Em primeiro lugar, não podemos esquecer que a defesa de uma nação não compete apenas a um grupo escravizado de cidadãos. Dito de outro modo, não é justo o que sofri na pele em 1986- 1987 e muito menos o sofrimento daqueles que foram obrigados a ir para o Ultramar. Esta foi uma das principais reclamações da Revolução de abril, há 50 anos.
Se por um lado, os vários países da Europa pretendem melhorar a defesa, então os jovens chamados deverão receber um justo salário e não deverão ser maltratados com palavrões e receber todas as frustrações de sargentos que nunca deveriam colocar os pés dentro de um quartel.

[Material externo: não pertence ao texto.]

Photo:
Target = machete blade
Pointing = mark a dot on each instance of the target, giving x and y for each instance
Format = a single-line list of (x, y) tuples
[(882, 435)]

Os jovens não são “suas Amélias“ e sabem fazer muito melhor do que “bosta”.
A disciplina até seria benéfica para alguns alunos que conheço. Uma a duas semanas daquelas até daria muito jeito. O mesmo não se pode dizer para quem pediu adiamento para completar uma licenciatura na Universidade (das antigas com 5 anos) e que depois vem a ser chamado, já casado, pensando montar uma vida, quando fica a rebolar numa sensação de inutilidade, permanecendo a marchar dias seguidos, em Ordem Unida. O curso, a especialidade? E isso importava a alguém?Foi dado nos últimos dias e à pressa.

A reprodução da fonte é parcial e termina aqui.